À la barre, ce mardi, le prévenu, en costume blanc, barbe légèrement grisonnante, a conservé une attitude sereine. Il a plaidé noncoupable. Ses avocats, Me Mousbayi Aminou Padonou et Me Aboubakar Baparapé, ont immédiatement contesté la qualification de flagrance. Pour la défense de l’accusé, le laps de temps écoulé entre l’envoi du message incriminé – « c’est la fête » – et l’interpellation du député exclut toute hypothèse de flagrant délit, ce qui, à leurs yeux, préserve l’immunité parlementaire de leur client. Ils ont également dénoncé le délai jugé excessif avant la comparution devant le juge.
Le procureur, par l’intermédiaire de sa substitut, a justifié le report en rappelant que le 30 décembre était le premier jour ouvrable suivant les fêtes de fin d’année, date à laquelle l’interpellation a eu lieu.
Interrogé, Soumaila Sounon Boké a expliqué que le message avait été diffusé par inadvertance dans le groupe WhatsApp « Banikoara News », alors qu’il participait à un autre groupe de convivialité où les membres cotisent pour l’achat d’un mouton destiné à une fête. Il a déclaré que le téléphone, non verrouillé, avait envoyé le message par erreur.
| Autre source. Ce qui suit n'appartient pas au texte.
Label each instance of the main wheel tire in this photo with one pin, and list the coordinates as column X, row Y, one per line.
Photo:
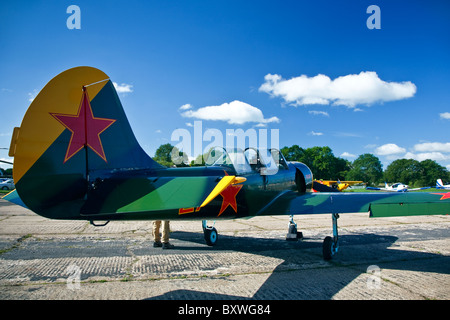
column 211, row 236
column 327, row 248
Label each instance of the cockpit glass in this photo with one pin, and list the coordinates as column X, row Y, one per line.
column 233, row 158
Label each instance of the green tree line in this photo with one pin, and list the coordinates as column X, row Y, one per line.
column 325, row 165
column 367, row 167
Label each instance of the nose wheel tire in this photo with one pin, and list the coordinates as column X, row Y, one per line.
column 210, row 236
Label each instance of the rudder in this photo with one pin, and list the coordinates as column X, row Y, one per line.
column 74, row 128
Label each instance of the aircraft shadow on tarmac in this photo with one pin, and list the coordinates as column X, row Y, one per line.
column 321, row 281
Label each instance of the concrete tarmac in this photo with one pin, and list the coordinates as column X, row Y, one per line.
column 385, row 258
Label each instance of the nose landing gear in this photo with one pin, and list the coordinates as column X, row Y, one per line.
column 331, row 244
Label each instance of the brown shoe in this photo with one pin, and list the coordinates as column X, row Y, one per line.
column 167, row 245
column 157, row 244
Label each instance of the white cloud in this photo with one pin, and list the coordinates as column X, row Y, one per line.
column 389, row 149
column 123, row 88
column 436, row 156
column 317, row 113
column 235, row 112
column 184, row 107
column 364, row 88
column 432, row 147
column 348, row 155
column 445, row 115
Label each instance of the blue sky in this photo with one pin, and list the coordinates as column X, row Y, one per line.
column 311, row 69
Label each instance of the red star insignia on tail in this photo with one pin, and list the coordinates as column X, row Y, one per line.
column 85, row 128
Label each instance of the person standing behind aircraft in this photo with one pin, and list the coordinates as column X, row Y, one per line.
column 165, row 244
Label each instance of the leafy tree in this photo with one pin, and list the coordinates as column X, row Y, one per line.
column 431, row 172
column 170, row 156
column 367, row 168
column 320, row 160
column 293, row 153
column 406, row 171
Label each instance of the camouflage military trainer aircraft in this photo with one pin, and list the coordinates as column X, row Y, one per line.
column 76, row 157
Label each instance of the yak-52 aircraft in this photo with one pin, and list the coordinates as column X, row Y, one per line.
column 76, row 157
column 441, row 185
column 337, row 184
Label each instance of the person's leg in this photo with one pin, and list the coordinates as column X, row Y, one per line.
column 156, row 234
column 165, row 235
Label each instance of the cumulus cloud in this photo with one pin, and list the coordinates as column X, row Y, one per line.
column 319, row 113
column 432, row 147
column 389, row 149
column 235, row 112
column 436, row 156
column 123, row 88
column 347, row 155
column 364, row 88
column 186, row 106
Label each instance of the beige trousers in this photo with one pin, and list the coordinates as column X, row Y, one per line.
column 165, row 231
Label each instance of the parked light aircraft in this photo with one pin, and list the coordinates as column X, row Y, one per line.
column 440, row 185
column 76, row 141
column 396, row 187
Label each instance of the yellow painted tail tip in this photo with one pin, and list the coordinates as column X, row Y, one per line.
column 239, row 180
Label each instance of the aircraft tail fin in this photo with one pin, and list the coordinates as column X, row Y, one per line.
column 73, row 129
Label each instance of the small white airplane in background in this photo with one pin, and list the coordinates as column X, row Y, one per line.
column 396, row 187
column 440, row 185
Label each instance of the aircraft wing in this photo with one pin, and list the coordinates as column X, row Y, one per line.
column 162, row 194
column 378, row 204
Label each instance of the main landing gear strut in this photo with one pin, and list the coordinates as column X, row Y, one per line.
column 330, row 245
column 210, row 233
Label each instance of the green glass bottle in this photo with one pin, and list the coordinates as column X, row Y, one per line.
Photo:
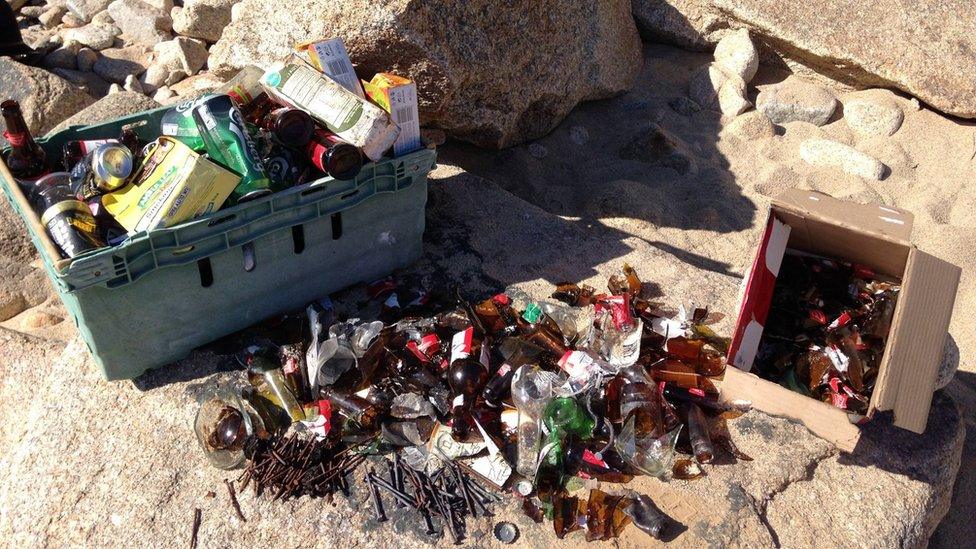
column 563, row 416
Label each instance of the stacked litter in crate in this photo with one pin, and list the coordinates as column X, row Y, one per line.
column 264, row 131
column 135, row 217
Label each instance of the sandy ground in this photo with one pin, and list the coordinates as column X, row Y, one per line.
column 706, row 217
column 690, row 217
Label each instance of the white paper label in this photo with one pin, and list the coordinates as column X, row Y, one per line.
column 405, row 114
column 334, row 61
column 461, row 344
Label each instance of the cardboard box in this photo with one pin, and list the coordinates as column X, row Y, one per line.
column 355, row 120
column 398, row 96
column 873, row 235
column 330, row 57
column 174, row 184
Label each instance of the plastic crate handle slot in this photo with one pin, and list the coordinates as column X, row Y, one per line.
column 298, row 238
column 206, row 272
column 219, row 220
column 182, row 255
column 250, row 262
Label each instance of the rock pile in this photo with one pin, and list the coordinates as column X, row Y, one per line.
column 143, row 46
column 872, row 114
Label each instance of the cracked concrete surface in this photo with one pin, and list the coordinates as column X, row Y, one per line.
column 116, row 463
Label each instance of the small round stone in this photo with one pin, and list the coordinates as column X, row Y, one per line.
column 506, row 532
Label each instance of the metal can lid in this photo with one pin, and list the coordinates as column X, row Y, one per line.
column 111, row 165
column 524, row 488
column 506, row 532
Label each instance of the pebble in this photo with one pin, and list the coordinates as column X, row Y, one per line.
column 873, row 112
column 579, row 135
column 140, row 22
column 132, row 84
column 95, row 36
column 115, row 64
column 86, row 59
column 11, row 305
column 62, row 58
column 433, row 137
column 683, row 105
column 795, row 99
column 40, row 319
column 86, row 10
column 103, row 18
column 949, row 364
column 72, row 21
column 713, row 88
column 751, row 126
column 736, row 54
column 538, row 151
column 204, row 19
column 832, row 154
column 32, row 12
column 163, row 93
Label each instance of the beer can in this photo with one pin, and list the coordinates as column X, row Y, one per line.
column 111, row 166
column 228, row 143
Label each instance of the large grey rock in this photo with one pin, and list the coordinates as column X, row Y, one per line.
column 109, row 107
column 873, row 112
column 481, row 71
column 204, row 19
column 88, row 81
column 926, row 48
column 140, row 22
column 691, row 24
column 197, row 84
column 86, row 59
column 44, row 97
column 832, row 154
column 152, row 475
column 52, row 16
column 115, row 64
column 751, row 126
column 736, row 54
column 63, row 57
column 173, row 61
column 714, row 88
column 795, row 99
column 94, row 35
Le député a réaffirmé son rejet de toute forme de violence ou de coup d’État, soulignant l’absence de motivation à fomenter un renversement du président sortant.
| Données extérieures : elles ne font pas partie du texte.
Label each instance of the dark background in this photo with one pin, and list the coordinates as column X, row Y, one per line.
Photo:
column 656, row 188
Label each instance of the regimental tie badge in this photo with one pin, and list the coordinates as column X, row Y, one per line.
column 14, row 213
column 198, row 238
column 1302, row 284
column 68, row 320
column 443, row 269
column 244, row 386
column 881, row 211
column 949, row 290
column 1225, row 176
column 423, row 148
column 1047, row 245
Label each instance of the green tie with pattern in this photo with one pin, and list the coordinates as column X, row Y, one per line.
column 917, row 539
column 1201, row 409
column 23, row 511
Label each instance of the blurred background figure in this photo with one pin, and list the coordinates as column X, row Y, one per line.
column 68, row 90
À l’issue de sa déposition, le prévenu a conclu : « La providence a voulu que le sort de ma carrière soit décidé par vous. Quelle que soit la décision que vous prendrez, je ne vous en voudrai pas. » Ses avocats ont alors sollicité la mise en liberté provisoire, arguant des garanties de représentation liées à son mandat parlementaire. Le ministère public s’y est opposé, estimant ces garanties insuffisantes.
La présidente de la cour a donc renvoyé le dossier au 24 février 2026 pour statuer sur la demande de libération conditionnelle.
Soumaïla Sounon Boké avait été arrêté le 23 décembre 2024, après la diffusion du message « c’est la fête », le jour même de la tentative de coup d’État le 7 décembre au Bénin.